With no resolution in sight 11 days after the election, Zambian President Levy Mwanawasa said Wednesday that regional leaders would meet Saturday to coordinate their response to the crisis.
Opposition leader Morgan Tsvangirai says he won the March 29 election outright and has asked Zimbabwe's High Court to force publication of the results. The court plans to rule Monday, lawyers for Tsvangirai's Movement for Democratic Change and the Election Commission said.
The opposition claims Mugabe is delaying release of the results so he can orchestrate a runoff and give ruling party militants time to intimidate rural voters and ensure he does not lose a second vote.
Zambian Information Minister Mike Mulongoti said he was not sure if Mugabe would attend Saturday's summit of the Southern African Development Community. Zambia's president, who currently heads the group, said the meeting will work to adopt a coordinated regional strategy on Zimbabwe, Zambian state radio reported.

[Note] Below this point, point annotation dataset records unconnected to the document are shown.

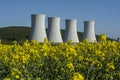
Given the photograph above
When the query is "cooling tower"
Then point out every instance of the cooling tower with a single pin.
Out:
(71, 31)
(89, 31)
(54, 34)
(38, 31)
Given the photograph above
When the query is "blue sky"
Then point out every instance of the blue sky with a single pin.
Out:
(105, 13)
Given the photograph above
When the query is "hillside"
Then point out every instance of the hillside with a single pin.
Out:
(21, 33)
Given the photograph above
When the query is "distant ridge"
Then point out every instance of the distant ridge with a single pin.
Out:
(21, 33)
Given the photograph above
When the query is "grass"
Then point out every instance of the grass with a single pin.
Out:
(21, 33)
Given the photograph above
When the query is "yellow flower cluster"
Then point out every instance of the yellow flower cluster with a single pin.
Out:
(63, 61)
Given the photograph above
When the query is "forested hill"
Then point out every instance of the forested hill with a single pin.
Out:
(21, 33)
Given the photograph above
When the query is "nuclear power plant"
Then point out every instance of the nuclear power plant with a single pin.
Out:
(54, 34)
(89, 31)
(38, 31)
(71, 31)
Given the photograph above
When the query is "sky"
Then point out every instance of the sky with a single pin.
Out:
(105, 13)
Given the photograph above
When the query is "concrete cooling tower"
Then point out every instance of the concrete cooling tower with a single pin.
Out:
(38, 27)
(89, 31)
(71, 31)
(54, 34)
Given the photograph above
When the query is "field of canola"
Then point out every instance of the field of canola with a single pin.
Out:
(64, 61)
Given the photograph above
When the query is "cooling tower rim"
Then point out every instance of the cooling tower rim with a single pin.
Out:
(37, 14)
(90, 21)
(70, 19)
(53, 17)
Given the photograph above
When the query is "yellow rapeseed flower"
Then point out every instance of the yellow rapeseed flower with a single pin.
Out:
(77, 76)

Tsvangirai embarked on a trip around the region Wednesday in hopes that neighboring leaders could persuade Mugabe to release the results. He met with Botswana President Seretse Ian Khama and hoped to travel to four or five other countries before Saturday, opposition officials said.
Tendai Biti, the secretary-general of Tsvangirai's Movement for Democratic Change, said regional leaders at the summit should push for Mugabe to resign.
"We have won this election. We will not participate in a runoff because we won the election," he said.
Still, Tsvangirai made a possible overture toward the ruling party, telling South African radio that he wanted a government that would "create space for everyone." But Mugabe must step down after 28 years in power, he said.
"I think it's time for him to take his retirement," Tsvangirai said from Botswana.
Pressure mounted on Mugabe's government to release the results, with Australia joining appeals from Britain, the former colonial ruler, the United States, the United Nations and the European Union.
"There is simply no excuse for them being withheld more than a week after the poll," Australian Foreign Minister Stephen Smith said in a statement.
Jacob Zuma, leader of South Africa's governing African National Congress, repeated earlier entreaties that "results be announced as a matter of urgency," spokeswoman Jessie Duarte said.
African leaders, however, have deferred to South African President Thabo Mbeki on dealing with Zimbabwe. Mbeki has said that his strategy of "quiet diplomacy" has the best chance of resolving the crisis.
Simba Makoni, a former Zimbabwean finance minister who won less than 10 percent of the presidential vote according to independent tallies, said he was baffled by the delay.
He said he went to the election commission several days ago asking to see where the vote verification was taking place and was denied permission. The commission has since closed its offices, and when Makoni asked for the new location, he was again rebuffed.
The U.S.-based National Democratic Institute said a staff member detained by Zimbabwean authorities last week was released Wednesday. Dileepan Sivapathasundaram, a U.S. citizen who had been working with local groups monitoring election monitors, left the country after he was let go, the nonprofit group said in a statement.
Former Secretary of State Madeleine Albright, chairwoman of the group's board of directors, said in the statement that Sivapathasundaram was released unharmed, but his "illegal detention was another indication of the deteriorating situation in Zimbabwe."
Zimbabwe's commercial farmers union said ruling party supporters had forced dozens of white farmers off their land. Such seizures started in 2000 as Mugabe's response his defeat in a referendum designed to entrench his powers.
The farmers warned that continued chaos could endanger the wheat crop, vital to a nation that has grown deeply dependent on food aid during a spiraling economic crisis.
"The planting for wheat will be in a few weeks time, and if it is not in, we'll go starving again," said the group's spokesman, Mike Clark.